NASA has chosen two missions, called DAVINCI+ and VERITAS, to explore the “lost habitable world” of Venus. About $500 million will be allocated to develop each, and both missions are expected to launch between 2028 and 2030.
For a long time, it was thought that there was no life on Venus because of its extremely high temperatures. But late last year, scientists studying the planet’s atmosphere announced the surprising discovery of phosphine. On Earth, this chemical is produced mostly by living organisms.
The news sparked renewed interest in Earth’s “twin,” prompting NASA to plan advanced missions to take a closer look at Venus’ planetary environment, which may hint at conditions suitable for life.
Conditions for life
Ever since the Hubble Space Telescope discovered a huge number of nearby galaxies, astronomers have become obsessed with looking for exoplanets in other star systems, especially those that seem suitable for life.

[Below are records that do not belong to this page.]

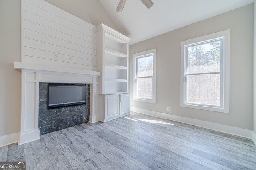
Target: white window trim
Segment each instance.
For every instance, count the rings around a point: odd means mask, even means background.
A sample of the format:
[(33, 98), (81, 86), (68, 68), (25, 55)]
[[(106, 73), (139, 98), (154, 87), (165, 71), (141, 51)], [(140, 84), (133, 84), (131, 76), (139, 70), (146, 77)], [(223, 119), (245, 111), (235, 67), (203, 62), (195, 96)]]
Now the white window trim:
[[(181, 77), (180, 77), (180, 106), (186, 107), (200, 109), (219, 112), (229, 113), (229, 59), (230, 59), (230, 30), (228, 29), (220, 32), (203, 36), (192, 39), (182, 41), (181, 46)], [(208, 41), (212, 39), (224, 37), (223, 41), (223, 102), (222, 107), (211, 107), (197, 105), (196, 104), (185, 104), (185, 85), (184, 75), (186, 72), (185, 46)]]
[[(138, 98), (136, 96), (136, 58), (139, 57), (146, 55), (150, 53), (154, 53), (153, 57), (153, 99), (141, 99)], [(144, 102), (148, 103), (156, 103), (156, 49), (143, 51), (140, 53), (134, 54), (133, 56), (133, 100)]]

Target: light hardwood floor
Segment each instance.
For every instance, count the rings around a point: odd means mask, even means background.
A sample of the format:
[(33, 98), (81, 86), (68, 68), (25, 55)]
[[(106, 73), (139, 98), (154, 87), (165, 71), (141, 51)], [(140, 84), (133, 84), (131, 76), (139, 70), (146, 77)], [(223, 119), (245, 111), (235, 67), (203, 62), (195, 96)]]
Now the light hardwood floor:
[(134, 113), (0, 148), (27, 170), (256, 169), (251, 140)]

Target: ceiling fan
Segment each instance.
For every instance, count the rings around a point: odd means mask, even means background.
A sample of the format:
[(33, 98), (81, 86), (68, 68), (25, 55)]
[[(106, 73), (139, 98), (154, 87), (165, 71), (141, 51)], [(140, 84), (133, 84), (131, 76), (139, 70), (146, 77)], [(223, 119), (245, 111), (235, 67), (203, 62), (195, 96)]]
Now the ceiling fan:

But there are certain criteria by which a planet can be considered suitable for life. It must have a suitable temperature, an atmospheric pressure similar to Earth’s, and available water.

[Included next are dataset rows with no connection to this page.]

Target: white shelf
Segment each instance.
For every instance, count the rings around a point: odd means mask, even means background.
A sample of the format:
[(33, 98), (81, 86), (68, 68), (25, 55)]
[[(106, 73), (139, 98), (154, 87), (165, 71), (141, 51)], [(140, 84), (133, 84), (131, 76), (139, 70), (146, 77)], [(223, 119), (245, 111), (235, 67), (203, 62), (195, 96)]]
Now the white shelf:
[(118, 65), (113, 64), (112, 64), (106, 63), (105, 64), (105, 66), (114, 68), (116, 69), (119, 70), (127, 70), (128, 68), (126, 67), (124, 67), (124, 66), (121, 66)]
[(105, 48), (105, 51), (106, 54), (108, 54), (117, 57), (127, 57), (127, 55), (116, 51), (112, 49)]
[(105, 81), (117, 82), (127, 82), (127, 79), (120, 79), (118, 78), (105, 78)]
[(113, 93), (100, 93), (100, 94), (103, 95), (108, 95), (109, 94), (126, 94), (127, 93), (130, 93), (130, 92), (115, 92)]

In this respect, Venus would probably not attract much attention if it were outside of our solar system. Its sky is filled with dense clouds of sulfuric acid (which is dangerous to humans), the earth is a desolate landscape of extinct volcanoes, and 90 percent of its surface is covered by hot, glowing lava flows.
Despite this, NASA will look for environmental conditions on the planet that may have once supported life. In particular, any evidence that there was once an ocean on Venus would change all current perceptions of the planet.
Interestingly, at about 50 kilometers above the surface of Venus, conditions are much less harsh. In fact, the pressure at these higher altitudes eases so much that conditions become much more similar to those on Earth, with breathable air and pleasant temperatures.
If life (in the form of microbes) exists on Venus, this is probably where it will be found.